1.2 smpboot_unpark_thread 函数：

static void smpboot_unpark_thread(struct smp_hotplug_thread *ht, unsigned int cpu)

{

    struct task_struct *tsk = *per_cpu_ptr(ht->store, cpu);

    /* 若是使用者没有设置 selfparking= true 则会调用 */

    if (!ht->selfparking)

        kthread_unpark(tsk);

}

void kthread_unpark(struct task_struct *k)

{

    struct kthread *kthread = to_kthread(k);

    /* 翻译：新创建的 kthread 在 CPU 离线时被停放。绑定丢失了，需要重新设置。*/

    if (test_bit(KTHREAD_IS_PER_CPU, &kthread->flags))

        __kthread_bind(k, kthread->cpu, TASK_PARKED);

    clear_bit(KTHREAD_SHOULD_PARK, &kthread->flags);

    /* 唤醒 parked 状态的任务 */

    wake_up_state(k, TASK_PARKED);

}

2. 总结

可以看到，所有注册 smp_hotplug_thread 结构的模块，响应函数都是 smpboot_thread_fn()，默认是CFS 120优先级。

若 smp_hotplug_thread::selfparking = true，则创建完线程后会自动对线程进行unpark操作，创建出来的线程是unparked状态。
为flase则创建出来的线程是parked的状态，使用者还需要自己进行unpark。

若提供了 smp_hotplug_thread::create 回调，则在创建过程中就会调用，此时还是内核启动的 early_init() 或更早的阶段。

线程创建时已经和单个CPU绑定了，且设置了 p->flags |= PF_NO_SETAFFINITY，不允许用户空间设置亲和性了。

四、实现逻辑

1. smpboot_thread_fn() 实现

既然创建的per-cpu的内核线程执行的是 smpboot_thread_fn()，这个函数是per-cpu的hotplug线程的死循环函数，在它里面会
检查线程是否需要stop、park、unpark、setup、cleanup 并调用用户注册的对应的回到函数。其目前只能返回0。下面看其实现。

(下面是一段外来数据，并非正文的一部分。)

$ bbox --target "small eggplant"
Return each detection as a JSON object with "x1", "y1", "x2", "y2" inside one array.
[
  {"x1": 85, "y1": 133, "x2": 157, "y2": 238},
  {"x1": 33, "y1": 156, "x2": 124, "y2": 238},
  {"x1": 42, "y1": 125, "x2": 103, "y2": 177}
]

static int smpboot_thread_fn(void *data) //smpboot.c

{

    struct smpboot_thread_data *td = data;

    struct smp_hotplug_thread *ht = td->ht;

    while (1) {

        set_current_state(TASK_INTERRUPTIBLE);

        preempt_disable();

        /*

         * 判断 kthread->flag & KTHREAD_SHOULD_STOP, 判断此 kthread 现

         * 在是否应该返回。

          * 当有人对此kthread调用了 kthread_stop() 时，它会被唤醒并返回

          * true。然后这里应该返回，返回值将被传递给 kthread_stop()。

          */

        if (kthread_should_stop()) {

            __set_current_state(TASK_RUNNING);

            preempt_enable();

            /* cleanup must mirror setup */

            if (ht->cleanup && td->status != HP_THREAD_NONE)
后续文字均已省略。